Tasks can be cancelled before they start executing using cancel(). Once a task has started, it cannot be cancelled. Check cancelled() to see if cancellation succeeded.

from concurrent.futures import ThreadPoolExecutor
import time

def long_task(n):
    time.sleep(2)
    return n

with ThreadPoolExecutor(max_workers=1) as executor:
    # Submit multiple tasks to single worker
    future1 = executor.submit(long_task, 1)
    future2 = executor.submit(long_task, 2)  # Queued, not started
    future3 = executor.submit(long_task, 3)  # Queued, not started

    time.sleep(0.1)  # Let first task start

    # Try to cancel queued tasks
    cancelled2 = future2.cancel()
    cancelled3 = future3.cancel()

    print(f"Future 2 cancelled: {cancelled2}")  # True
    print(f"Future 3 cancelled: {cancelled3}")  # True
    print(f"Future 1 cancelled: {future1.cancel()}")  # False (already running)

Executor Context Manager#

Using executors as context managers (with statement) ensures proper cleanup. When exiting the context, shutdown(wait=True) is called automatically, which waits for all pending tasks to complete before returning.

from concurrent.futures import ThreadPoolExecutor
import time

def task(n):
    time.sleep(1)
    return n * 2

# Context manager - automatic cleanup
with ThreadPoolExecutor(max_workers=3) as executor:
    futures = [executor.submit(task, i) for i in range(5)]
    # Executor waits for all tasks when exiting 'with' block

print("All tasks completed")

# Manual management (not recommended)
executor = ThreadPoolExecutor(max_workers=3)
try:
    futures = [executor.submit(task, i) for i in range(5)]
finally:
    executor.shutdown(wait=True)  # Must call explicitly

Map with Chunking#

For large iterables, map() can be more efficient with chunking. The chunksize parameter groups items together, reducing overhead from inter-process communication when using ProcessPoolExecutor.

from concurrent.futures import ProcessPoolExecutor
import time

def process_item(x):
    return x * x

if __name__ == "__main__":
    items = range(100000)

    # Without chunking - more IPC overhead
    start = time.time()
    with ProcessPoolExecutor(max_workers=4) as executor:
        results = list(executor.map(process_item, items))
    print(f"No chunking: {time.time() - start:.2f}s")

    # With chunking - less IPC overhead
    start = time.time()
    with ProcessPoolExecutor(max_workers=4) as executor:
        results = list(executor.map(process_item, items, chunksize=1000))
    print(f"With chunking: {time.time() - start:.2f}s")

Real-World Example: Parallel Downloads#

This example demonstrates a practical use case: downloading multiple files concurrently with progress tracking, error handling, and timeout management.
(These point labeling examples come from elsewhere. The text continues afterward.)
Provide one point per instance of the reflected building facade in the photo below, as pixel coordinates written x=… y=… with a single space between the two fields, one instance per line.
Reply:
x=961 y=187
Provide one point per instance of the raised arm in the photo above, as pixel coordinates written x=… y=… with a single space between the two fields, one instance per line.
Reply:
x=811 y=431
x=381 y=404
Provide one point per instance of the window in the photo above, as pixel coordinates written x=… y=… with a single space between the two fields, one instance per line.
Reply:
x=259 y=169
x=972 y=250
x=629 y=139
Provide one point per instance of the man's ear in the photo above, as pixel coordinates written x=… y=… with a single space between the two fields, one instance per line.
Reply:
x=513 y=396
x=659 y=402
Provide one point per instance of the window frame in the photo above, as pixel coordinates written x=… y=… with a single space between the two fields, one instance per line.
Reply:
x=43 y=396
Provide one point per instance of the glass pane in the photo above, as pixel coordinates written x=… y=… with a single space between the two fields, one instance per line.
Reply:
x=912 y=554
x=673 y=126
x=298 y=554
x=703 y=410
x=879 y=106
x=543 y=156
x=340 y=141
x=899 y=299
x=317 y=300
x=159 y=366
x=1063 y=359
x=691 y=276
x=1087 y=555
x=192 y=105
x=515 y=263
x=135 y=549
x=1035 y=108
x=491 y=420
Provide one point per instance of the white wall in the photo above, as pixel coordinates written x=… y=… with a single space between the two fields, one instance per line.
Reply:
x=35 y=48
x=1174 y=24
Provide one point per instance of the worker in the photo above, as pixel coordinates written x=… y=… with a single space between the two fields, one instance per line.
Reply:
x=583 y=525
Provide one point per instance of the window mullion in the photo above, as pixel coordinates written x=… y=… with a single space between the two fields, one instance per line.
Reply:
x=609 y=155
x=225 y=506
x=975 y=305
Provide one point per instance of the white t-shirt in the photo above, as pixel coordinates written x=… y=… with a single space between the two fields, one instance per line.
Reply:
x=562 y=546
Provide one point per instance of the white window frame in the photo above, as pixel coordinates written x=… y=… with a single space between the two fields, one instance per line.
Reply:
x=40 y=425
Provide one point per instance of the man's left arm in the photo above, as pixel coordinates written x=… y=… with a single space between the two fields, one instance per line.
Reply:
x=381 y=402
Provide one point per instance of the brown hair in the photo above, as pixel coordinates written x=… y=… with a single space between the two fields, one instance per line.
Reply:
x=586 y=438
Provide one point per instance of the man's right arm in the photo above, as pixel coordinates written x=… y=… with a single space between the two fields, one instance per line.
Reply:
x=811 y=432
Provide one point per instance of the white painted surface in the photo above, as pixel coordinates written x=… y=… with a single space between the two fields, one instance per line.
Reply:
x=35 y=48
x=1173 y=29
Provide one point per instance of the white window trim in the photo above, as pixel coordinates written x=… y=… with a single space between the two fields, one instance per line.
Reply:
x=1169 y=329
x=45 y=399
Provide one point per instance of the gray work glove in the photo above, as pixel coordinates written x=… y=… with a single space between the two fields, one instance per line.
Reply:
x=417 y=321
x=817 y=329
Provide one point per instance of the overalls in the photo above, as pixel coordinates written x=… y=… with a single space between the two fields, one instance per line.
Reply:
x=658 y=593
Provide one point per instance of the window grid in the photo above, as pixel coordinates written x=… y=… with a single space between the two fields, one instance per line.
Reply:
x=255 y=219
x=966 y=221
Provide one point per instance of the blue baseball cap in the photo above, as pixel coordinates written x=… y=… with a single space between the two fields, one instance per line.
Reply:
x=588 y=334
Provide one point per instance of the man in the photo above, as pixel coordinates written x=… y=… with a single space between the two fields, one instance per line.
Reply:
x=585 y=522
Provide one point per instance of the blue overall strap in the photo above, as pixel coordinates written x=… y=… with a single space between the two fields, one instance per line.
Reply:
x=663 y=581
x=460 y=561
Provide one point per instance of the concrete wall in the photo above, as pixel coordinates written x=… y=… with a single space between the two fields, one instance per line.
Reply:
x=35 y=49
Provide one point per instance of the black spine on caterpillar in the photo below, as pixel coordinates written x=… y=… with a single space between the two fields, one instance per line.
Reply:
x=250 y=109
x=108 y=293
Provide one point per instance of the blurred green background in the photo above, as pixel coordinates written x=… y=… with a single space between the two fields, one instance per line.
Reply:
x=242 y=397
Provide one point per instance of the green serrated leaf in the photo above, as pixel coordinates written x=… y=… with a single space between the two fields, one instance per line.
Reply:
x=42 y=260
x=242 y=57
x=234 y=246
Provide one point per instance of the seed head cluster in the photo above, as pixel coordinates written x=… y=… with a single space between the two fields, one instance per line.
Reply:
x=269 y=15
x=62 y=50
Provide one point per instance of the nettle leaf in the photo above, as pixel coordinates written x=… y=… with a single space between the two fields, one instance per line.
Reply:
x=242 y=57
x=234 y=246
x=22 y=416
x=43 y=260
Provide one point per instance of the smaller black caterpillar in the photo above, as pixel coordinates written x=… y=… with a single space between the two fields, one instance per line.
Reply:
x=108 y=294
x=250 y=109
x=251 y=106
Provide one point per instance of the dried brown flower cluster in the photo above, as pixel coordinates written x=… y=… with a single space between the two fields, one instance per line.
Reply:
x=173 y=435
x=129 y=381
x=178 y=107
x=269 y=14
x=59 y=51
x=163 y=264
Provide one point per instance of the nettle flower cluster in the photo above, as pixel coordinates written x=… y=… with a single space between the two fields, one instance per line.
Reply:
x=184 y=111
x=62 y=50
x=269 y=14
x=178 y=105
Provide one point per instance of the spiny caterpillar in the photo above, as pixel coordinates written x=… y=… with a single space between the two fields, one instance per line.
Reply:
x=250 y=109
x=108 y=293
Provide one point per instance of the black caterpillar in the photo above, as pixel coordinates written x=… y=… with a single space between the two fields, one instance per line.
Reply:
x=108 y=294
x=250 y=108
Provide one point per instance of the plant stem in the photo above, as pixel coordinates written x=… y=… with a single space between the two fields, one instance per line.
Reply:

from concurrent.futures import ThreadPoolExecutor, as_completed
import urllib.request
import time

def download(url, timeout=10):
    """Download URL content with timeout."""
    try:
        with urllib.request.urlopen(url, timeout=timeout) as response:
            content = response.read()
            return url, len(content), None
    except Exception as e:
        return url, 0, str(e)

urls = [
    "https://www.python.org",
    "https://www.github.com",
    "https://www.google.com",
    "https://httpbin.org/delay/5",  # Slow endpoint
]

print("Starting downloads...")
start = time.time()

with ThreadPoolExecutor(max_workers=4) as executor:
    future_to_url = {executor.submit(download, url): url for url in urls}

    for future in as_completed(future_to_url, timeout=15):
        url, size, error = future.result()
        if error:
            print(f"FAILED: {url} - {error}")
        else:
            print(f"OK: {url} - {size} bytes")

print(f"Total time: {time.time() - start:.2f}s")